Part II in the Ron Paul series.
Hit and Run links a New Republic profile of Republican presidential candidate Ron Paul, popular with the right’s equivalent of the Netroots but apparently not attracting as many fans from libertarian ranks. Michael Crowley explains why:
But libertarians are a fractious bunch, and some hardcore activists have mixed feelings about the man now carrying their banner. For instance, libertarian purists generally support a laissez-faire government attitude toward abortion and gay marriage, as well as “open border” immigration policies and unfettered free trade. Yet Paul opposes gay marriage, believes states should outlaw abortion, decries high immigration rates, and has called himself “sort of” a protectionist. (These divergences may be explained by Paul’s socially conservative East Texas district, which lies adjacent to Tom DeLay’s former district and which President Bush last carried with 67 percent of the vote. Being pro-choice simply doesn’t fly there.)
As a result, Paul’s candidacy leaves some of his erstwhile libertarian fans cold—particularly the intellectuals who congregate in Washington outfits like the CATO Institute or Reason magazine. “He comes from a more right-wing populist approach,” explains Brian Doherty, a California-based Reason editor and author of Radicals for Capitalism, a history of the libertarian movement. “Culturally, he strikes a lot of the more cosmopolitan libertarians as a yokel.” (Doherty himself is a Paul admirer.)
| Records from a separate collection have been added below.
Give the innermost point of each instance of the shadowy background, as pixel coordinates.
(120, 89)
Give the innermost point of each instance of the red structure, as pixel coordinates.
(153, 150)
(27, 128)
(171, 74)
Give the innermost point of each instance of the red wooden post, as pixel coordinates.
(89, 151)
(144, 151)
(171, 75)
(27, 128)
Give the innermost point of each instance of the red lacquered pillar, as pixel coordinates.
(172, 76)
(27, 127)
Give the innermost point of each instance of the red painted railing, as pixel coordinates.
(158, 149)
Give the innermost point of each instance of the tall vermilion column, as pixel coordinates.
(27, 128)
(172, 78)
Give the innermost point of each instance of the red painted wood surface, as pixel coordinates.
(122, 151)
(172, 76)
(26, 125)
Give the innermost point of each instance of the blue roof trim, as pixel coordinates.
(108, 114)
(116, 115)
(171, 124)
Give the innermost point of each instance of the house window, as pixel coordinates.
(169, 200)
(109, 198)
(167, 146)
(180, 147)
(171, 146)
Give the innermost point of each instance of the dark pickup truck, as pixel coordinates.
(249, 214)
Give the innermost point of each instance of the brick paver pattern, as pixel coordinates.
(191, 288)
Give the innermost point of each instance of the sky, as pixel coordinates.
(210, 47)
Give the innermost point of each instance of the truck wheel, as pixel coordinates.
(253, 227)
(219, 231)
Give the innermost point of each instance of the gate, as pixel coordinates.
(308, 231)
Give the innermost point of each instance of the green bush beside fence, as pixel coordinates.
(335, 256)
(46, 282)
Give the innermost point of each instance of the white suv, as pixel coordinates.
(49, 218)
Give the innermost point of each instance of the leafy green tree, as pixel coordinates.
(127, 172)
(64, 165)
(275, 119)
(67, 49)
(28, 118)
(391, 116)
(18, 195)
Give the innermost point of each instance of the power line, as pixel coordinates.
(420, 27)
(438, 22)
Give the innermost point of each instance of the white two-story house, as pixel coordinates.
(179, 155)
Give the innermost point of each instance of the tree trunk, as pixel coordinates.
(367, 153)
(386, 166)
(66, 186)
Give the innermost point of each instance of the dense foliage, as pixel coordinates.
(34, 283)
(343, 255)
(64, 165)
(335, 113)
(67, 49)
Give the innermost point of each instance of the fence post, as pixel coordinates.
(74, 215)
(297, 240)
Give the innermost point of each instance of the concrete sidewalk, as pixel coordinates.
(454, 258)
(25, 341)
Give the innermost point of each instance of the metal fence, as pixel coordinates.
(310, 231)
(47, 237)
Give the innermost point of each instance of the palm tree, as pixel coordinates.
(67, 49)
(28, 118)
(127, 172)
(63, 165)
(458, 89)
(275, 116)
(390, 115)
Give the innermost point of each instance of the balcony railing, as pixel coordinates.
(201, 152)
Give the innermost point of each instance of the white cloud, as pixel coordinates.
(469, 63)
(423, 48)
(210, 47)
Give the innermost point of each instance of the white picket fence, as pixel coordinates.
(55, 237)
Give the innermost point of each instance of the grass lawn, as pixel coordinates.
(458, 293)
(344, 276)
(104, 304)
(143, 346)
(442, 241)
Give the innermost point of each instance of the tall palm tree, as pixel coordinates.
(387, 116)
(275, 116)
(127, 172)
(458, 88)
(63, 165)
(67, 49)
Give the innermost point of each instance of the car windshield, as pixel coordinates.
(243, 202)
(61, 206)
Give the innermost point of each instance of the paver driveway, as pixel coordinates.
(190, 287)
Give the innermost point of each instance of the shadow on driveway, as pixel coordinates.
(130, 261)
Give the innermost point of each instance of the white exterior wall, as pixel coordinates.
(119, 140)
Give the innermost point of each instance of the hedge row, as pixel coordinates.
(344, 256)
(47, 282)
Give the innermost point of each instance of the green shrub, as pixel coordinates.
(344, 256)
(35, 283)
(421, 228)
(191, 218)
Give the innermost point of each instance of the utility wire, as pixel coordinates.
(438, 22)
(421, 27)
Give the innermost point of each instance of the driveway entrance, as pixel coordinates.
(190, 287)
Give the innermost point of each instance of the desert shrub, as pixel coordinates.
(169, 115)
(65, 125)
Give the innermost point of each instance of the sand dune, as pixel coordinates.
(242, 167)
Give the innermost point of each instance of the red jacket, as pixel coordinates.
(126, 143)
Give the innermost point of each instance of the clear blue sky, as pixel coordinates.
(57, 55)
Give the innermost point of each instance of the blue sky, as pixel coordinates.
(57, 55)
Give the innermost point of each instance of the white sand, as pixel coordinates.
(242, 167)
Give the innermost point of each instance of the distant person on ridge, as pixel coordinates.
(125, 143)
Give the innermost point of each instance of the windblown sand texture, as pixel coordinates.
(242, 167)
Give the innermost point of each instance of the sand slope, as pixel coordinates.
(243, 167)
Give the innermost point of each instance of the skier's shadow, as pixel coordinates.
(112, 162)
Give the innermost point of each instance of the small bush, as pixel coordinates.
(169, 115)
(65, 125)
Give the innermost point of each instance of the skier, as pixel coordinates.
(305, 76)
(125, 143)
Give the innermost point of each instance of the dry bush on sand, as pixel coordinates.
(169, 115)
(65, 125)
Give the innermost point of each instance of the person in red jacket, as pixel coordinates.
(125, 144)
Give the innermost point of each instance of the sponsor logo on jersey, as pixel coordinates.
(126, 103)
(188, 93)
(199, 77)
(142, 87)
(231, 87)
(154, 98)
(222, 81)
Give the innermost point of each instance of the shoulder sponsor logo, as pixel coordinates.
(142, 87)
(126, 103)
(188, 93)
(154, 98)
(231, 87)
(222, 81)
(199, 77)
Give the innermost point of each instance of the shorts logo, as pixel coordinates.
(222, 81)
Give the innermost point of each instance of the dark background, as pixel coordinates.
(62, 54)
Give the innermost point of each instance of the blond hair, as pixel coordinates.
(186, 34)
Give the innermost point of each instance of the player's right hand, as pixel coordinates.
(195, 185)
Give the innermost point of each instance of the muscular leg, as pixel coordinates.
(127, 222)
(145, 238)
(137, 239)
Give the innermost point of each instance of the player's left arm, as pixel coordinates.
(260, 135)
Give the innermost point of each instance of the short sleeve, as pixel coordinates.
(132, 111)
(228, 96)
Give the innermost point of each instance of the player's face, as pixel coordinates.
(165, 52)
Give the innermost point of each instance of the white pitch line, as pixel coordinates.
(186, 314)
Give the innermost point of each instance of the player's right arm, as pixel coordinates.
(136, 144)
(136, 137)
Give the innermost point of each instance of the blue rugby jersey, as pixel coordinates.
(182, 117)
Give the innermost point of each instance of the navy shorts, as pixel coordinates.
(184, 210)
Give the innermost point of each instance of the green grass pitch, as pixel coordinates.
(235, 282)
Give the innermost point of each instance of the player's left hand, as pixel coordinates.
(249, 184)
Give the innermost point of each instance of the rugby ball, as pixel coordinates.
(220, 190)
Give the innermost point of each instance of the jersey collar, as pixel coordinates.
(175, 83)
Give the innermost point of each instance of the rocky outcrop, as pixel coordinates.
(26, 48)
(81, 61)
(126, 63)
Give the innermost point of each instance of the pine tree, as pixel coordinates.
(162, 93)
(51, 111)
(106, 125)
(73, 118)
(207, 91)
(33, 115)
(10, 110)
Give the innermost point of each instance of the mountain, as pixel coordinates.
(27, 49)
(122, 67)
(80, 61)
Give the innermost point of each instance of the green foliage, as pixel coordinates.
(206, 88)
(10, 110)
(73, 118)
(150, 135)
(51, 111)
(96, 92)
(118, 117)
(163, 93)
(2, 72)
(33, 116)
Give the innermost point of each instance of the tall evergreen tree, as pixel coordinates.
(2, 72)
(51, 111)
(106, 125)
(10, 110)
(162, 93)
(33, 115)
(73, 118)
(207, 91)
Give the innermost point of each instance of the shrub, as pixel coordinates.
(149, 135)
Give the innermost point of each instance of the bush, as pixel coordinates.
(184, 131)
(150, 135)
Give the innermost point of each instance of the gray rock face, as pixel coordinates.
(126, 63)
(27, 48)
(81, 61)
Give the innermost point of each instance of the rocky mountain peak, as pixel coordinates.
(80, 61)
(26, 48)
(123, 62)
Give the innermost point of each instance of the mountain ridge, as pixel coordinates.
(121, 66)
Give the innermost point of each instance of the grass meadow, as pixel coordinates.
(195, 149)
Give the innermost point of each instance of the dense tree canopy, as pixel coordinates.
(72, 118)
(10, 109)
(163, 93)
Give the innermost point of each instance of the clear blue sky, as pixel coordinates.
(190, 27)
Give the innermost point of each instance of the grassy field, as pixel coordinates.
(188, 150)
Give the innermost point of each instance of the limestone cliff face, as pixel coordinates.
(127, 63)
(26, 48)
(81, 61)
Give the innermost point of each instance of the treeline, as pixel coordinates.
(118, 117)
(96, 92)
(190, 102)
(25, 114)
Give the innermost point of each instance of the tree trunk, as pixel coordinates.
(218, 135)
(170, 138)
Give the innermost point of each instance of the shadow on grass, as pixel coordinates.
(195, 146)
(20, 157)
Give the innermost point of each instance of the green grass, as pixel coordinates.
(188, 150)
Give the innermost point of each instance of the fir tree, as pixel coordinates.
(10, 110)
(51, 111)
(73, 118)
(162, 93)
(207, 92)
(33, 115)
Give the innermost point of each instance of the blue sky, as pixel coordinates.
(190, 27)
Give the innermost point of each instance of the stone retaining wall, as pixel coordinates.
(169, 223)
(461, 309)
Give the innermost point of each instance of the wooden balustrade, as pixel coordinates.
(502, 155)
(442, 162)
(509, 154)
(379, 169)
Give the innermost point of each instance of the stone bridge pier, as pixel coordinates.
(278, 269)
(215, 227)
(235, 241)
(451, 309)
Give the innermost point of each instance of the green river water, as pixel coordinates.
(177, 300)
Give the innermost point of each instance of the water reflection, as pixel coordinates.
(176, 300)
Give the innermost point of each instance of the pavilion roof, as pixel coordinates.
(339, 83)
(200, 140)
And, while some libertarians criticize Paul from the left on social issues, others are swiping at him from the right over the war. “Will Libertarianism Survive Ron Paul?” asked one article on the America’s Future Foundation website, before continuing, “Paul’s prominence threatens to make his blame-America instincts the defining characteristic of libertarianism in the public imagination. If libertarianism becomes inextricably associated with radical pacifism, will young people with classically liberal instincts be discouraged from serious political engagement?”
The question facing this libertarian-minded voter who’s likely to vote in the GOP presidential primary: if I wasn’t inclined to vote for Pat Buchanan, why would I vote for Ron Paul, given that on almost all the issues that matter their positions are virtually indistinguishable?
How did I end up on the Libertarian circuit anyway? I am quite the bleeding heart; I give change to homeless people and play team sports and volunteer in a community garden and shit. It’s like I’ve fallen in with a bad crowd, just ‘cause they’re all funny and cool. Marginal Revolution is totally a gateway drug.
I’m not sure any of those things would qualify or disqualify anyone from being a libertarian (or even a Libertarian), since none of them have to do with the use of the government’s monopoly on the legitimate use of force to coerce certain individual behavior. No libertarian I’m aware of would forbid† Megan from giving change to homeless people, playing team sports, or volunteering in community gardens; nor would any* make her do any of those things.
† Hardcore Objectivists would probably make fun of her for doing some of these things, but one need not subscribe to Objectivist beliefs to be a libertarian. Thank God.
* Well, except a few liberals who like to call themselves “libertarian” because they’re for some unfathomable reason embarrassed to be known as liberals, like Bill Maher. But that’s a whole other kettle of fish.